Condamne M. [N] [O] [P] [H] à payer à laSELARL MJ SYNERGIE Mandataires Judiciaires ès-qualité représenté par Me [W] [X] la somme de 3 000,00 Euros à titre d’indemnité en application des dispositions de l’article 700 du code de procédure civile,
Sur les dépens.
Condamne le défendeur aux entiers dépens.
Précise à M. [N] [O] [P] [H] que la faillite personnelle emporte notamment comme conséquence, pour la durée ci-dessus, conformément à l’article L.653-2 du code de commerce, l’interdiction de diriger, gérer, administrer ou contrôler, directement ou indirectement, toute entreprise commerciale ou artisanale, toute exploitation agricole et toute personne morale.
Précise à M. [N] [O] [P] [H] que s’il dirige, gère, administre ou contrôle, directement ou indirectement, une entreprise commerciale ou artisanale, une exploitation agricole et une personne morale, il doit solliciter son remplacement.
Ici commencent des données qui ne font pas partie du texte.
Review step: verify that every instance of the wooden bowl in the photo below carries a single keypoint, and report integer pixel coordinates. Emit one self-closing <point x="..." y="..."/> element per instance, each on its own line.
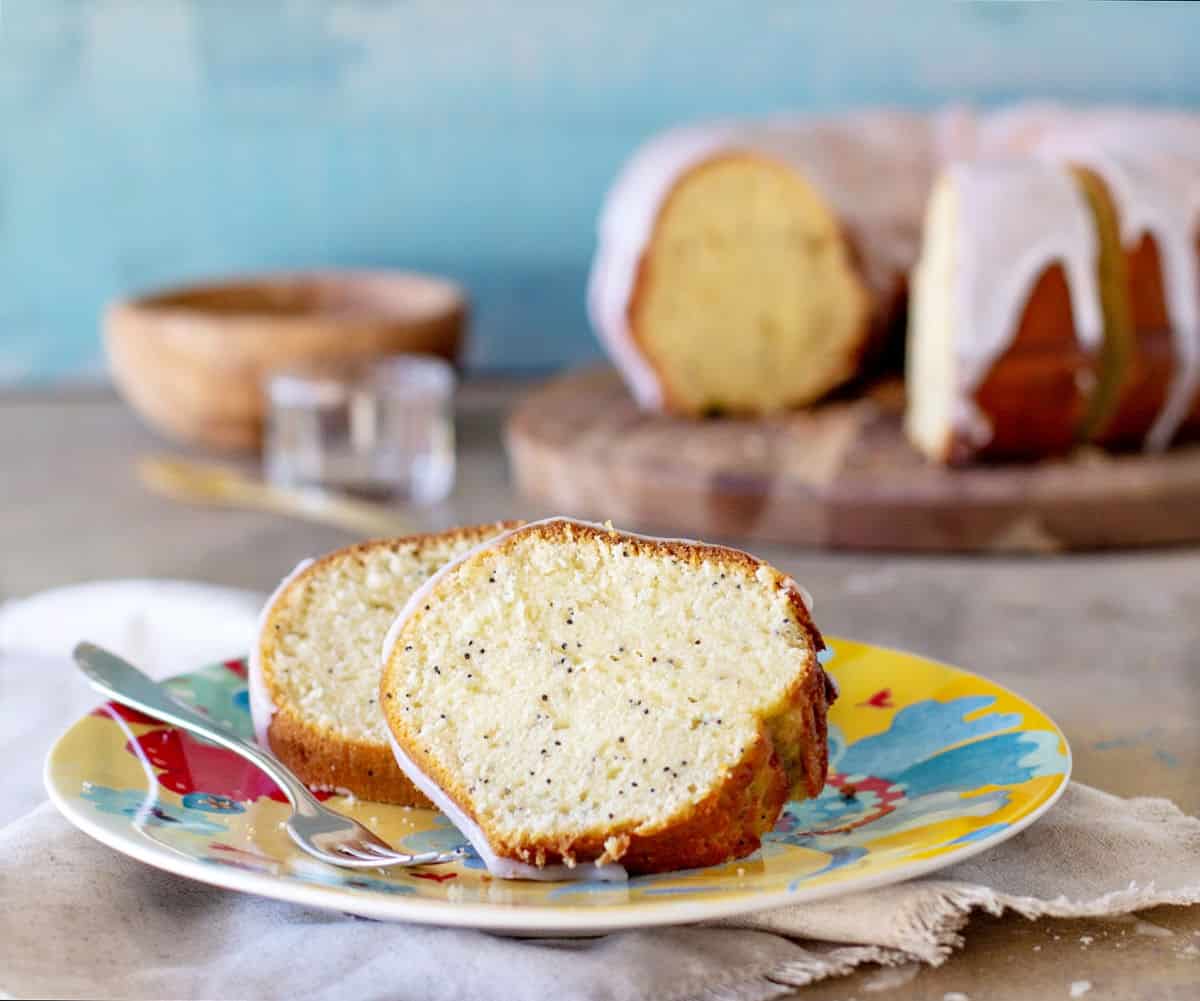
<point x="192" y="360"/>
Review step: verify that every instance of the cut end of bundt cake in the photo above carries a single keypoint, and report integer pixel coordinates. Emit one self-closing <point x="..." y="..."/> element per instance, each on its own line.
<point x="748" y="299"/>
<point x="315" y="672"/>
<point x="571" y="694"/>
<point x="1006" y="322"/>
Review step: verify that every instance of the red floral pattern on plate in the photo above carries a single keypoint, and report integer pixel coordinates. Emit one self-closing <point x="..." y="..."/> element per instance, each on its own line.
<point x="189" y="765"/>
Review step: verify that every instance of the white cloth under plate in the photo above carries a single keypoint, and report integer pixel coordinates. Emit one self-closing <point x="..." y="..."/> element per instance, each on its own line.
<point x="79" y="919"/>
<point x="163" y="627"/>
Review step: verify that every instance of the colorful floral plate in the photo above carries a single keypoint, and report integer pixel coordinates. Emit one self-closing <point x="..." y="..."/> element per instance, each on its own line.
<point x="929" y="765"/>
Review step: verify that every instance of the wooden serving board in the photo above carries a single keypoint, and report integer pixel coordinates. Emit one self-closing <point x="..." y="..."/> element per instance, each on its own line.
<point x="840" y="475"/>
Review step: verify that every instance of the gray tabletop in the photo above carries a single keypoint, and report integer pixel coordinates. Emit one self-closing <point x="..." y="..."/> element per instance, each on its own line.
<point x="1109" y="645"/>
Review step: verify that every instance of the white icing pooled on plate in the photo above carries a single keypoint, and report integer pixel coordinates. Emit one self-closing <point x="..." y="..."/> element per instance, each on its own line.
<point x="262" y="707"/>
<point x="1017" y="219"/>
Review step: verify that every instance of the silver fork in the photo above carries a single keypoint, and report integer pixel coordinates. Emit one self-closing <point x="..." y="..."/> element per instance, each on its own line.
<point x="321" y="832"/>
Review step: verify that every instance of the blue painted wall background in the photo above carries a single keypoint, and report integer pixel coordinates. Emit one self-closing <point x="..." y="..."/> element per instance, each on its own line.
<point x="145" y="143"/>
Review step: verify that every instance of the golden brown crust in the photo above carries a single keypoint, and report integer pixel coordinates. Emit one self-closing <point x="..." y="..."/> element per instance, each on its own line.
<point x="858" y="351"/>
<point x="319" y="756"/>
<point x="787" y="759"/>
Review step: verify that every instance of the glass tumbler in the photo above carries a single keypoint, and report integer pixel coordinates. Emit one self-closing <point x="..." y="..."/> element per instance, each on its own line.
<point x="382" y="430"/>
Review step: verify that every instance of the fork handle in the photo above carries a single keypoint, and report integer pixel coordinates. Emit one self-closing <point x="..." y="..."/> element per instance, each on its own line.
<point x="121" y="682"/>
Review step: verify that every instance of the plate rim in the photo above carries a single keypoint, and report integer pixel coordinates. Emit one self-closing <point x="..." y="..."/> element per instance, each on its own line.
<point x="540" y="919"/>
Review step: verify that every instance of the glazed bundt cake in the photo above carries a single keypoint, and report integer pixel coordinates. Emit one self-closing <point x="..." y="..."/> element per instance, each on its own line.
<point x="315" y="671"/>
<point x="750" y="268"/>
<point x="1006" y="310"/>
<point x="576" y="697"/>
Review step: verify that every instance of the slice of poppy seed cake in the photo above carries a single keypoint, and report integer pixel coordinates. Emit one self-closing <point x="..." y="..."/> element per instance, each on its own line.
<point x="571" y="694"/>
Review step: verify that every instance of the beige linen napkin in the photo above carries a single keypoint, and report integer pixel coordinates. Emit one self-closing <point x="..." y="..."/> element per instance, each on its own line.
<point x="79" y="921"/>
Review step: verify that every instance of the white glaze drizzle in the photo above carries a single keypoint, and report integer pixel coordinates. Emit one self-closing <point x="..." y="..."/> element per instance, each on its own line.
<point x="841" y="157"/>
<point x="844" y="159"/>
<point x="1017" y="219"/>
<point x="498" y="865"/>
<point x="1156" y="195"/>
<point x="262" y="706"/>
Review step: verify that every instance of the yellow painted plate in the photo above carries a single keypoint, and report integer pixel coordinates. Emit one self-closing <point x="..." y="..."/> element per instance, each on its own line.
<point x="929" y="765"/>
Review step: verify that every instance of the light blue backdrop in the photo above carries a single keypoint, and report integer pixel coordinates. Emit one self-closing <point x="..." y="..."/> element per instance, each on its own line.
<point x="144" y="143"/>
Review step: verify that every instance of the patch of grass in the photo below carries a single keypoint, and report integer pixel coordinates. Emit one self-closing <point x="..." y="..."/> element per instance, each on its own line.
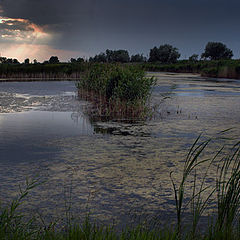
<point x="116" y="91"/>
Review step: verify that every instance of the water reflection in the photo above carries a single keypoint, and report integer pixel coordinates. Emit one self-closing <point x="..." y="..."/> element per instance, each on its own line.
<point x="113" y="168"/>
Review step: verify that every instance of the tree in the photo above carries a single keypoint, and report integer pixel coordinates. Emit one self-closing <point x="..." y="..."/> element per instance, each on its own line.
<point x="73" y="60"/>
<point x="53" y="60"/>
<point x="79" y="60"/>
<point x="217" y="51"/>
<point x="165" y="54"/>
<point x="117" y="56"/>
<point x="138" y="58"/>
<point x="193" y="58"/>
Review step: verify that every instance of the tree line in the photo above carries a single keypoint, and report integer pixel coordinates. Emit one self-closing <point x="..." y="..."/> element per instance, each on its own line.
<point x="164" y="54"/>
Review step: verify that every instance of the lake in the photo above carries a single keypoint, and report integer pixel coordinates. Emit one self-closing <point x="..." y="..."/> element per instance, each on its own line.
<point x="118" y="171"/>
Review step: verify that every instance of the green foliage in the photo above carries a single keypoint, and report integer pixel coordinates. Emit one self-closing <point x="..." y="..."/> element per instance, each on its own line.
<point x="122" y="82"/>
<point x="111" y="56"/>
<point x="164" y="54"/>
<point x="217" y="51"/>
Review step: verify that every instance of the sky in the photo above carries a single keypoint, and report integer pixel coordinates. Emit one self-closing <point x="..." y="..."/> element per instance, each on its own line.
<point x="39" y="29"/>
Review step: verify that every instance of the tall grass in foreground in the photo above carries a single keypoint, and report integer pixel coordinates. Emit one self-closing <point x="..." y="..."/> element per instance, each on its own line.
<point x="116" y="91"/>
<point x="224" y="220"/>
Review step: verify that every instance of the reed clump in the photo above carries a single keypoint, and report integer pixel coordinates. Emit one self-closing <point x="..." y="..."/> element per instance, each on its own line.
<point x="116" y="91"/>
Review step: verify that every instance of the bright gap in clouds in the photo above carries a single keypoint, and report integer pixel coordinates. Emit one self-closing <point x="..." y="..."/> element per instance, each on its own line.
<point x="21" y="39"/>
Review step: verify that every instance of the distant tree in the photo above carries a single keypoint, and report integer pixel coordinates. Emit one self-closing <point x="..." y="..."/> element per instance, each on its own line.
<point x="53" y="60"/>
<point x="217" y="51"/>
<point x="73" y="60"/>
<point x="79" y="60"/>
<point x="3" y="60"/>
<point x="165" y="54"/>
<point x="138" y="58"/>
<point x="26" y="61"/>
<point x="193" y="58"/>
<point x="99" y="58"/>
<point x="15" y="61"/>
<point x="117" y="56"/>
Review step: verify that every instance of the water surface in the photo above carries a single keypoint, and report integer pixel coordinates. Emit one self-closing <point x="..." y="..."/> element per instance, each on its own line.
<point x="118" y="170"/>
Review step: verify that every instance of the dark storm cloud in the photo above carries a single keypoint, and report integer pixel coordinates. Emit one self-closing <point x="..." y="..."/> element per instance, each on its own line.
<point x="137" y="25"/>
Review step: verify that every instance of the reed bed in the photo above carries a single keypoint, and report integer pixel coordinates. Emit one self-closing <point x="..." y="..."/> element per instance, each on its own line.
<point x="116" y="91"/>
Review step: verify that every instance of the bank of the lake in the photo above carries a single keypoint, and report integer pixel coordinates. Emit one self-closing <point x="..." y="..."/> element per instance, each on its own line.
<point x="117" y="171"/>
<point x="207" y="68"/>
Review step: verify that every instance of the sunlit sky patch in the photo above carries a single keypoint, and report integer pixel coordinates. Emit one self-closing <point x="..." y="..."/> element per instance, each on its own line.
<point x="22" y="30"/>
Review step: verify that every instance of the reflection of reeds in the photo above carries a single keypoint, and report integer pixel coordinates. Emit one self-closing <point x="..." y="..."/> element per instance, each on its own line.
<point x="113" y="109"/>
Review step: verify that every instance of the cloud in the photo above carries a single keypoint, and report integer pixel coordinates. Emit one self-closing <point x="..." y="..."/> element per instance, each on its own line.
<point x="22" y="31"/>
<point x="37" y="51"/>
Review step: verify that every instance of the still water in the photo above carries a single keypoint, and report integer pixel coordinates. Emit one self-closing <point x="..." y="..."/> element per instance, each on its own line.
<point x="118" y="171"/>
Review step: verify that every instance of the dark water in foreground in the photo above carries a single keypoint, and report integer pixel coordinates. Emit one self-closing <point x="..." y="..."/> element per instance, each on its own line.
<point x="44" y="132"/>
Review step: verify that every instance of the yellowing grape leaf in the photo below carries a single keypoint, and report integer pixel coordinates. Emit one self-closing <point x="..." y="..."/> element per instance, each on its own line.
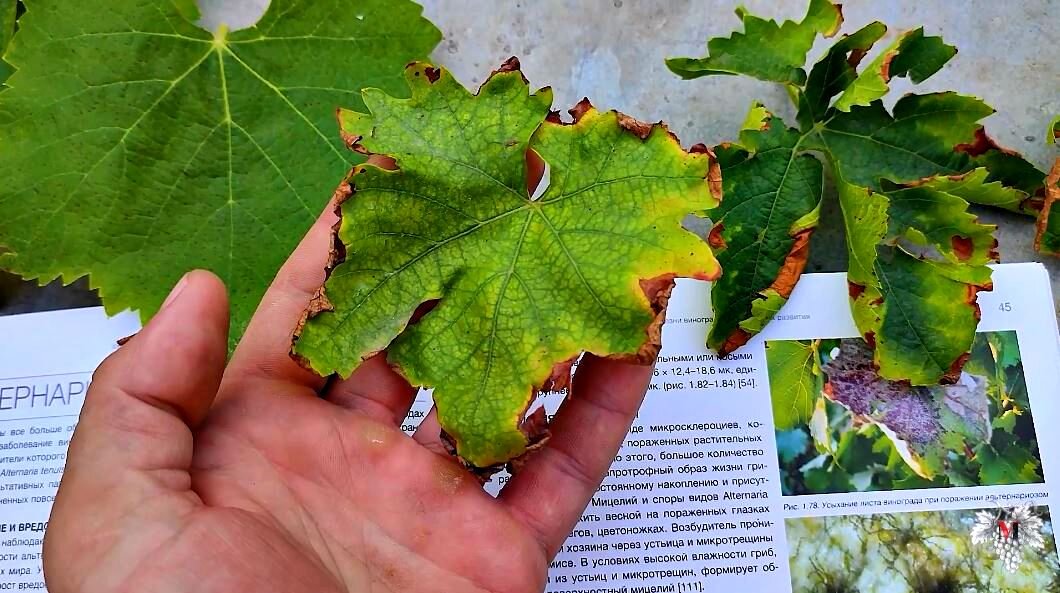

Précise à M. [N] [O] [P] [H] que le non-respect de l’interdiction ci-dessus, le rendrait passible des sanctions pénales suivantes : emprisonnement de deux ans et amende de 375.000,00 Euros (article L. 654-15 du code de commerce).
Ordonne l’exécution provisoire de la présente décision,
Ordonne au greffier de procéder sans délai à la publicité du présent jugement nonobstant toute voie de recours ainsi que l’emploi des dépens en frais privilégiés de liquidation judiciaire.
Dit qu’en application des articles L. 128-1 et suivants et R. 128-1 et suivants du code du commerce, cette sanction fera l’objet d’une inscription au Fichier national des interdits de gérer, dont la tenue est assurée par le Conseil national des greffiers des tribunaux de commerce.
Jugement prononcé par sa mise à disposition au greffe, ainsi qu’il l’a été annoncé à l’audience en application de l’article 450 alinéa 2 du Code de Procédure Civile,
Signé par M. Patrice BOUILLET, Président, et par, Me Jérôme BLETTERY, Greffier.